Publication date: February 7, 2017
I received a copy of this novel in exchange for an honest review.
He’s noble. notorious. And takes no prisoners…
Strong as a Viking. Handsome as Adonis. Rich as Midas. Collin “Cole” Talmage, Duke of Trewyth, is the stuff that legends are made of. He’s the English Empire’s golden son–until fate has its way with him. Cole’s family is killed and his closest comrade betrays him on the battlefield, leaving him gravely injured. But Cole is not one to dwell on misfortune. He is a man of duty, honor–and desire. And now he’s ready for the fight of his lifetime…
Imogen Pritchard is a beautiful lass who works in a hospital by day and as a serving maid at night. Years ago, when she was young and penniless, she ended up spending a scandalous night with Cole, whose tormented soul was matched only by his earth-shattering passion. Imogen entered a marriage of convenience—one that left her a wealthy widow—but she never forgot Cole.

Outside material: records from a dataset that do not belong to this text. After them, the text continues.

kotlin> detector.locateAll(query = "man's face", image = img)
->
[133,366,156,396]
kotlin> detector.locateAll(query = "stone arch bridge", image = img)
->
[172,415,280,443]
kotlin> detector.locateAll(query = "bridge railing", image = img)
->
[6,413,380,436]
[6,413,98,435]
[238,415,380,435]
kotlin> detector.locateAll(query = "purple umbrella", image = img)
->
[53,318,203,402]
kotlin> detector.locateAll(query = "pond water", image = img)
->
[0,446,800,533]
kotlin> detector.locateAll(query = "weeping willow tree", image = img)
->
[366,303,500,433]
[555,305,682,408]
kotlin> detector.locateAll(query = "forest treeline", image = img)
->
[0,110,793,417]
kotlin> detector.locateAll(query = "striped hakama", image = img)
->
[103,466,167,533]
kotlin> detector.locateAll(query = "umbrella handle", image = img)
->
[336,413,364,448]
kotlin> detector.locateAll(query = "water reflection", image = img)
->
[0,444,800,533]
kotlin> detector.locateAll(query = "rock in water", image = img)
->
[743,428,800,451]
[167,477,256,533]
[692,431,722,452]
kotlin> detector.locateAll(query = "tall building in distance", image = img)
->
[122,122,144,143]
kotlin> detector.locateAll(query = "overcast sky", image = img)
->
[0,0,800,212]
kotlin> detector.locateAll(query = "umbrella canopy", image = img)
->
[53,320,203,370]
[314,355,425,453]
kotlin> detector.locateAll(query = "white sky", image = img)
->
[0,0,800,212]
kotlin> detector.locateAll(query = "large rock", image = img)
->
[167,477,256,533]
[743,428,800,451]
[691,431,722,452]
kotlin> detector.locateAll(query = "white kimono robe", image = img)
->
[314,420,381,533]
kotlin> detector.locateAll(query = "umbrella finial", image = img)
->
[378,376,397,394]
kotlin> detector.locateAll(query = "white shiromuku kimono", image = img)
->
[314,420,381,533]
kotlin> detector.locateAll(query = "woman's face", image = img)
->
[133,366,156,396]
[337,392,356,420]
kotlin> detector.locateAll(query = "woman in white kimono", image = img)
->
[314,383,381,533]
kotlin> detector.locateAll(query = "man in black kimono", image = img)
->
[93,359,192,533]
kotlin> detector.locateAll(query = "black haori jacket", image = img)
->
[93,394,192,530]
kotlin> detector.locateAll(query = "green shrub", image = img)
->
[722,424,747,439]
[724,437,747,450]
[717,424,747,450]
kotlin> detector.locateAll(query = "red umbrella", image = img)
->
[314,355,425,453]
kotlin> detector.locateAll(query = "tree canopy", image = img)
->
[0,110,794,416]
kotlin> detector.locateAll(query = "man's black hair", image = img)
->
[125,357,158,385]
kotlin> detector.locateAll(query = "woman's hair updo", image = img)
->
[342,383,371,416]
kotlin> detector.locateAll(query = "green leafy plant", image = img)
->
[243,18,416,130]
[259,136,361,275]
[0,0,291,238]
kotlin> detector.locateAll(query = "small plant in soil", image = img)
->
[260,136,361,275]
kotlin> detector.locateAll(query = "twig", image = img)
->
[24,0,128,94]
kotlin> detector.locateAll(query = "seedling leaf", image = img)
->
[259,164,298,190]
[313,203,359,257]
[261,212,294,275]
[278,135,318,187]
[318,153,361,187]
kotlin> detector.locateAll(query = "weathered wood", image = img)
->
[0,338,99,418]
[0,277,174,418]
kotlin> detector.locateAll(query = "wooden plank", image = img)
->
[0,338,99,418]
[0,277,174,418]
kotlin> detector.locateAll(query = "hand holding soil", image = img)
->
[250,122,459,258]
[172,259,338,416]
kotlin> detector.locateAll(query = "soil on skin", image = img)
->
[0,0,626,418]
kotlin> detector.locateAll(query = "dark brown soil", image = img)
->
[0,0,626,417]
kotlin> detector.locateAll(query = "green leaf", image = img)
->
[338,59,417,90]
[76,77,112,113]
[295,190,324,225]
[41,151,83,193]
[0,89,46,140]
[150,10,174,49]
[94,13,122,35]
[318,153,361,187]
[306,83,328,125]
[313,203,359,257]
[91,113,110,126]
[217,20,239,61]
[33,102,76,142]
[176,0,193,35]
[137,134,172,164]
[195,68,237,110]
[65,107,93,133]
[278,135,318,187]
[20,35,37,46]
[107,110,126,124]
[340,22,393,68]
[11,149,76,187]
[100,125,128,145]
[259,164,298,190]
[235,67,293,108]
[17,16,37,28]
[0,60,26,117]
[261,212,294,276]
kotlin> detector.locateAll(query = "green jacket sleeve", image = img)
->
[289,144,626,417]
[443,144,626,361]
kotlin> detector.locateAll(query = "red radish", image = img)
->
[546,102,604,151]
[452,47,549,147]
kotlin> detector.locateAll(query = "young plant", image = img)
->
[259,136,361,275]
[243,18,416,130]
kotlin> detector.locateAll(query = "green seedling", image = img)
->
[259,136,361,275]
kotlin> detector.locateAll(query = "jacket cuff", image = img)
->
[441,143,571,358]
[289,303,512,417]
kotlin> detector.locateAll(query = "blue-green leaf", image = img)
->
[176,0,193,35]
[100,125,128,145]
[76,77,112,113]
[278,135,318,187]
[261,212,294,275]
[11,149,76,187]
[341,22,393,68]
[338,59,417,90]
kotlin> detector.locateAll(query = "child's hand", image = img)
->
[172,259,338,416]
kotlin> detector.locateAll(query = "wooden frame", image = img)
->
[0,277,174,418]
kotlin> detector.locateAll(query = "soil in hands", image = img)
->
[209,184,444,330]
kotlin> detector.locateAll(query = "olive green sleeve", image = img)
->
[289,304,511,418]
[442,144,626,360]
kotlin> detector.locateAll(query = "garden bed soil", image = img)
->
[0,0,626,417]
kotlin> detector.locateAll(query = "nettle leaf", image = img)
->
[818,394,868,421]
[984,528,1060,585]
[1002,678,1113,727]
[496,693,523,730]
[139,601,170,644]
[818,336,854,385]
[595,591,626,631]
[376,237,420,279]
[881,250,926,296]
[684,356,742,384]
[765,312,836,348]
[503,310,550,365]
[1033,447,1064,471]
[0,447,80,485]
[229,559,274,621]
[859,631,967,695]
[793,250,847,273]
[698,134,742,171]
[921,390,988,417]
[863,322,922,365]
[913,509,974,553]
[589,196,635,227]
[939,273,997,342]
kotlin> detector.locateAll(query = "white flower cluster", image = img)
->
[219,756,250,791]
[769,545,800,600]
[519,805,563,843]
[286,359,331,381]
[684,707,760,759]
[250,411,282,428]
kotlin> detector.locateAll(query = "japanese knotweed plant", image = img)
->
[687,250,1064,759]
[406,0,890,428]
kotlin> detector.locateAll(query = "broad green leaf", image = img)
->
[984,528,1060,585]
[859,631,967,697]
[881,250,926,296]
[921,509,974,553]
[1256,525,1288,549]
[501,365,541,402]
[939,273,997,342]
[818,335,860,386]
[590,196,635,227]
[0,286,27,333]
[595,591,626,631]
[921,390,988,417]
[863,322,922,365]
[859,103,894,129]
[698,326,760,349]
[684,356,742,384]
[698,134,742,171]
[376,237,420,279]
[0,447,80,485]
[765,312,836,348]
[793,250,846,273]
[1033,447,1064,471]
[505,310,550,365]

Now that her long-lost lover has turned up in her hospital, injured and with no memory of her, Imogen is torn: Is it a blessing or a curse that their past remains a secret to Cole, even as his new passion for her leaves him wanting to protect and possess her…at all costs, in The Duke, the next Victorian Rebels novel by Kerrigan Byrne.
Normally when I read a review book, I write the review immediately while the ideas are fresh on my mind. However, this one was different. I devoured this novel, but I fear it may not have been for the usual reasons I read a novel quickly. I think anxiety is the true cause for my speed. The Duke isn’t the typical historical romance, and I think my need to find the traditional formula caused me to read it faster than normal. Kerrigan Byrne dared to break the mold with this one.
The premise of this novel was interesting. Imogen is not the normal rich heroine forced into the arms of the scandalous hero. She’s working-class, a nurse, who is trying to support her mother and sister after their father’s death as well as pay off her father’s debts. She’s also not the raving beauty so prevalent in the genre. In the beginning, she’s malnourished and sickly because of her impoverished state. She hasn’t the etiquette or breeding to be considered acceptable by the handsome Collin Talmage. Definitely puts the tried-and-true romance fan out of her natural element.
Cole also breaks the mold. I really didn’t like him. He had the promise of the hunky bad boy but turned into a surly, damaged man–too much so for my taste. Yes, he goes through a terrible ordeal in the beginning of the novel, but I just didn’t like his attitude. And I ended up skimming a lot of his continual mental montage of anguish. That probably sounds heartless, but there is only so much self-torment a reader can stand.
That being said, the writing was wonderful, a little flowery at times, but well-written. And the timeline technique was interesting though frustrating. Once the flashforward”ing” was over and the time remained stationary, I enjoyed the novel much more.